Political insiders speculated Helms’ ire toward Weld might also be rooted, however, in Weld’s refusal to commit himself to support Helms as chairman of the Foreign Relations Committee when Weld was running for the Senate last fall. Weld lost that race but hinted Monday he might seek public office again some day.

“I intend to remain an active, involved and vocal member of my party,” said Weld, who is independently wealthy. For now, he said he intends to return to the private sector. “I’ve had enough of Washington for the next little while.”

He clearly has positioned himself to carry the banner of moderate-liberal Republicans in the next round of presidential politics, however. And Sen. Edward Kennedy, the paragon of Democratic liberals, is up for re-election in 2000, too.

Republican consultants are skeptical Weld’s joust with Helms helped his future prospects much.

“I think deep in his heart, Bill Weld would like to cleanse the party of the Jesse Helmses in it, and he saw himself leading the brigade over the hill to do it. But when he looked around there wasn’t any brigade,” said Tony Fabrizio, pollster to Bob Dole’s 1996 GOP presidential campaign. “If he is seriously considering running for president, I would reconsider.”

The Clinton White House initially viewed Weld’s nomination as a bipartisan gesture but soon grew to relish the division and acrimony it sowed in GOP ranks.

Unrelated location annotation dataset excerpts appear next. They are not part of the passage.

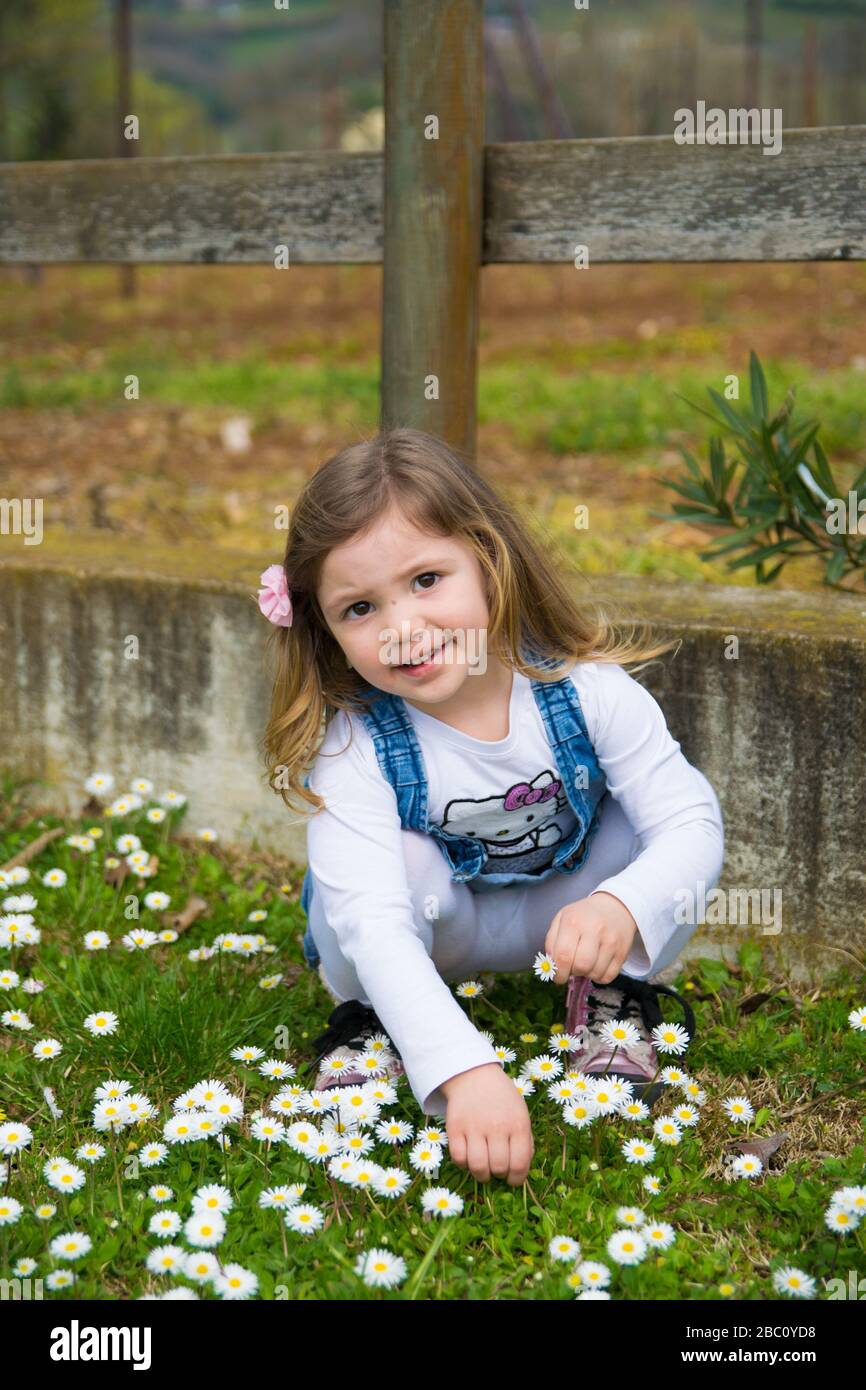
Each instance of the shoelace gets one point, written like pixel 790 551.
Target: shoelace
pixel 638 997
pixel 346 1025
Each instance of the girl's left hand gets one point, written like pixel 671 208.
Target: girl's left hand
pixel 591 937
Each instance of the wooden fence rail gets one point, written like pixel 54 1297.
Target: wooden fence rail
pixel 637 199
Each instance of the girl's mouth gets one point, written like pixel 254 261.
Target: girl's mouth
pixel 414 669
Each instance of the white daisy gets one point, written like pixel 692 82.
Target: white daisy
pixel 391 1182
pixel 426 1157
pixel 738 1109
pixel 840 1221
pixel 394 1132
pixel 594 1273
pixel 70 1246
pixel 666 1129
pixel 619 1033
pixel 10 1211
pixel 102 1023
pixel 205 1228
pixel 627 1247
pixel 157 901
pixel 630 1216
pixel 565 1248
pixel 788 1279
pixel 747 1165
pixel 381 1269
pixel 670 1037
pixel 303 1218
pixel 164 1223
pixel 638 1151
pixel 213 1197
pixel 544 966
pixel 441 1201
pixel 851 1198
pixel 200 1266
pixel 167 1260
pixel 580 1112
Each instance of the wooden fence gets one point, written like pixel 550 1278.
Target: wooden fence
pixel 438 203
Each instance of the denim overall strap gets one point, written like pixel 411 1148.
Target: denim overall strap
pixel 402 763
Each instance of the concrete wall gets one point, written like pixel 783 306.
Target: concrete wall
pixel 780 730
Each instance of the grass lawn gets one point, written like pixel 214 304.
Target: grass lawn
pixel 242 1018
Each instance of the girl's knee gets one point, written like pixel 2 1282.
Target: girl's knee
pixel 428 877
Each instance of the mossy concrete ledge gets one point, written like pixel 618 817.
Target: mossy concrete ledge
pixel 776 719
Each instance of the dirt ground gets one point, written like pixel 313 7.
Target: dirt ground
pixel 163 476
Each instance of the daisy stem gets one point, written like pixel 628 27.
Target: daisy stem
pixel 224 1165
pixel 117 1173
pixel 374 1204
pixel 419 1275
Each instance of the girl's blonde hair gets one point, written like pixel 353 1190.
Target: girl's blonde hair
pixel 442 494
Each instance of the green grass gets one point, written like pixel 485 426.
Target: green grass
pixel 569 405
pixel 180 1020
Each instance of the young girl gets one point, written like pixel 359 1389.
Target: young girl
pixel 491 784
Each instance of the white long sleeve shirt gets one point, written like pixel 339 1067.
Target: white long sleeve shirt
pixel 356 855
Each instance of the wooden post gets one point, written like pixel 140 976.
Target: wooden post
pixel 123 24
pixel 809 74
pixel 754 35
pixel 434 167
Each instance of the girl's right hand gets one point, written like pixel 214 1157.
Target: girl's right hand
pixel 488 1125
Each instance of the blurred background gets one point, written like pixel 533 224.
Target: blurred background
pixel 250 378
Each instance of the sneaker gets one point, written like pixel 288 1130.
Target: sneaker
pixel 350 1030
pixel 590 1005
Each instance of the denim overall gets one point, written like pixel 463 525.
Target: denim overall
pixel 401 761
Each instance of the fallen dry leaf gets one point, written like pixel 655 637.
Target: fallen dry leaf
pixel 762 1148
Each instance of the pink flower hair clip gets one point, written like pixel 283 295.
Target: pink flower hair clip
pixel 274 599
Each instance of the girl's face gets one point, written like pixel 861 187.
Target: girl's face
pixel 396 594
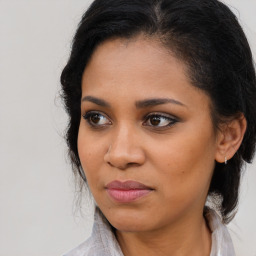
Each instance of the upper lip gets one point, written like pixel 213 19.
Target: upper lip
pixel 126 185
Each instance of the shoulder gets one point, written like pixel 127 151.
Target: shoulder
pixel 84 249
pixel 102 241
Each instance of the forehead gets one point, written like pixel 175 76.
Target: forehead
pixel 137 68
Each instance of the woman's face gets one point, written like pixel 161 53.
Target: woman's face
pixel 146 140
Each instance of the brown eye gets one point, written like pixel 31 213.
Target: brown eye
pixel 96 119
pixel 157 120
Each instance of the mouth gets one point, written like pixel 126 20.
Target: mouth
pixel 128 191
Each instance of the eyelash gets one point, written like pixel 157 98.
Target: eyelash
pixel 171 120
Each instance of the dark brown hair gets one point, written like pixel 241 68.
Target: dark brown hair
pixel 205 35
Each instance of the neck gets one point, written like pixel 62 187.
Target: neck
pixel 185 238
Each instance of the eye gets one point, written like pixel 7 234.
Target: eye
pixel 96 119
pixel 159 120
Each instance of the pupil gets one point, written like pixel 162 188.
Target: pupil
pixel 155 120
pixel 95 118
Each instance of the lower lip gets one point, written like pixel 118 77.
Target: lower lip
pixel 126 196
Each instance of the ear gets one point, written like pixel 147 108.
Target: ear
pixel 230 137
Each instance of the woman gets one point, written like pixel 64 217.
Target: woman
pixel 161 99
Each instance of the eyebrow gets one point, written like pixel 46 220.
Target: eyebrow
pixel 156 101
pixel 139 104
pixel 97 101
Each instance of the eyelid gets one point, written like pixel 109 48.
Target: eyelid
pixel 172 119
pixel 88 114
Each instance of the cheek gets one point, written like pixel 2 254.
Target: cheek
pixel 91 153
pixel 185 166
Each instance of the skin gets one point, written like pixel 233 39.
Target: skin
pixel 123 143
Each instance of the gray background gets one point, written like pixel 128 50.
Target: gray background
pixel 37 214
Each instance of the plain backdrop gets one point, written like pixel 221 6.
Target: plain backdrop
pixel 37 191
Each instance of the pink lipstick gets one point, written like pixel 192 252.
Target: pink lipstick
pixel 128 191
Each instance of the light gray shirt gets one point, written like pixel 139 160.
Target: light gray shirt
pixel 103 241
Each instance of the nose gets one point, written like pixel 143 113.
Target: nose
pixel 125 149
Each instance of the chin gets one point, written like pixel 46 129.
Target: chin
pixel 127 222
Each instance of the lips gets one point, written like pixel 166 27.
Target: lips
pixel 128 191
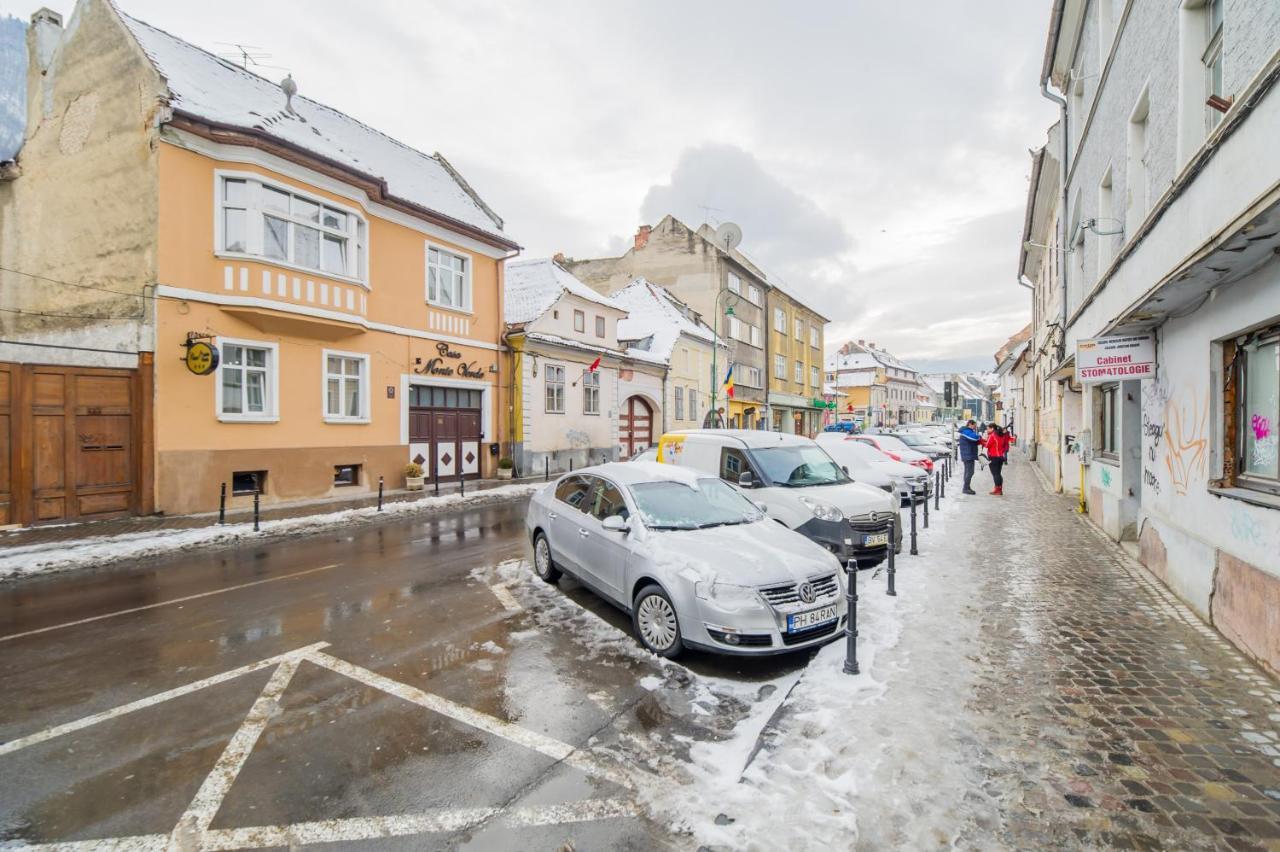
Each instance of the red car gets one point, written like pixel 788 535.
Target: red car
pixel 896 450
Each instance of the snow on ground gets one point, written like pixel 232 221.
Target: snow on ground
pixel 100 550
pixel 807 752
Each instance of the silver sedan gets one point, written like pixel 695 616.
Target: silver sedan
pixel 694 562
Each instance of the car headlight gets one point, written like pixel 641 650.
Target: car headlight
pixel 822 511
pixel 726 594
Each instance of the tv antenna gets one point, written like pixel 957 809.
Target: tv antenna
pixel 728 236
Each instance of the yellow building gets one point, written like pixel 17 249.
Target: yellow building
pixel 347 285
pixel 795 363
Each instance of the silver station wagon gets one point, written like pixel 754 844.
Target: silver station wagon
pixel 694 562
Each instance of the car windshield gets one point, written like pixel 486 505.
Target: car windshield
pixel 799 467
pixel 676 505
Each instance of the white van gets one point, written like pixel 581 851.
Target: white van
pixel 799 485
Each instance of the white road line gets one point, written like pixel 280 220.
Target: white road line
pixel 167 603
pixel 49 733
pixel 533 740
pixel 368 828
pixel 507 600
pixel 200 814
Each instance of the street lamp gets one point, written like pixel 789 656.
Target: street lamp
pixel 728 311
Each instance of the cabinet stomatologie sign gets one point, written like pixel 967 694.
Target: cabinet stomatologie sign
pixel 1115 358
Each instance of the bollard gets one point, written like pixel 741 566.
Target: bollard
pixel 892 560
pixel 851 617
pixel 914 552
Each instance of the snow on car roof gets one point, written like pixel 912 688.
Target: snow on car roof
pixel 211 88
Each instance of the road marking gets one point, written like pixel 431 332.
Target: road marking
pixel 142 704
pixel 168 603
pixel 200 814
pixel 507 600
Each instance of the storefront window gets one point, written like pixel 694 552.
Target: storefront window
pixel 1258 371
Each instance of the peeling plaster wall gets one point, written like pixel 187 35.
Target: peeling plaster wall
pixel 85 207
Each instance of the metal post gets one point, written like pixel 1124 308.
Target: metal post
pixel 892 560
pixel 914 552
pixel 851 618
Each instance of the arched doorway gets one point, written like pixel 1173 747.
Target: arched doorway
pixel 635 426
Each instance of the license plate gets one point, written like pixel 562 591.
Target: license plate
pixel 813 618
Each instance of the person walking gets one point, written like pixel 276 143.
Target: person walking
pixel 997 441
pixel 969 443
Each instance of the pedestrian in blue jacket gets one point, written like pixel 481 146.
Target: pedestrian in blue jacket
pixel 969 443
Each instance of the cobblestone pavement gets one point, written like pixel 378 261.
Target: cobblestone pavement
pixel 1105 711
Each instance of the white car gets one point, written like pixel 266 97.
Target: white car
pixel 694 562
pixel 868 465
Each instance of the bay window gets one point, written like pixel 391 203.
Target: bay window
pixel 346 386
pixel 448 279
pixel 279 224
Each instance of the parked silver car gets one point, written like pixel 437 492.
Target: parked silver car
pixel 694 562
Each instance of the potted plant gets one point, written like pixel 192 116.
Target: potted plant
pixel 414 477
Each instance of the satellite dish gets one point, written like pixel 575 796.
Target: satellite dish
pixel 728 236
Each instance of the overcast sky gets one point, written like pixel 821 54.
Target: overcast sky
pixel 876 155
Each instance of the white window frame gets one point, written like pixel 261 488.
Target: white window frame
pixel 272 412
pixel 547 386
pixel 357 237
pixel 467 269
pixel 592 381
pixel 365 385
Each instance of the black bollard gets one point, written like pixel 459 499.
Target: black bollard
pixel 892 560
pixel 851 617
pixel 914 552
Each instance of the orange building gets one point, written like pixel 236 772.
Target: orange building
pixel 348 287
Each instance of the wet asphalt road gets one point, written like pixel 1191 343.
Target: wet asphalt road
pixel 440 711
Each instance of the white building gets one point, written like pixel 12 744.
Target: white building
pixel 580 395
pixel 1170 193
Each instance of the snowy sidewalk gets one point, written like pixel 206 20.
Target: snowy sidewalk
pixel 1031 687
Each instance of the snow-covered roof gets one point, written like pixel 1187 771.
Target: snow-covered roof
pixel 654 312
pixel 210 88
pixel 534 285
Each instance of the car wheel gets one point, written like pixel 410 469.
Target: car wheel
pixel 543 563
pixel 656 622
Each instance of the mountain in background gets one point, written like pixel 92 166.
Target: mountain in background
pixel 13 85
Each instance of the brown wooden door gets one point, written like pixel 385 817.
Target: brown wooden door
pixel 69 439
pixel 635 426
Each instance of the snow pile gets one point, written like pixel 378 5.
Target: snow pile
pixel 101 550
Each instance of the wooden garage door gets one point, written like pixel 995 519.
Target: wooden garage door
pixel 72 433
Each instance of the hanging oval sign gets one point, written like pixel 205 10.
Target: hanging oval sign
pixel 201 357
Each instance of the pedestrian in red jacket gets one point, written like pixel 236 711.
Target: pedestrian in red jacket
pixel 997 441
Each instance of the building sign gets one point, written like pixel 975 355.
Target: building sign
pixel 440 366
pixel 1115 358
pixel 201 356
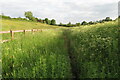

When Weld wanted to denounce Helms Monday, he was given the rare privilege of doing so from the White House podium, the better to publicize his case.

For the record, Clinton issued a statement accepting Weld’s withdrawal “with great disappointment. He would have been a superb ambassador to Mexico,” Clinton said.

Taking his own oblique shot at Helms, Clinton observed that “the American people have not been well served” by the way Weld’s nomination was handled. The White House has not chosen a new nominee for Mexico City, McCurry said.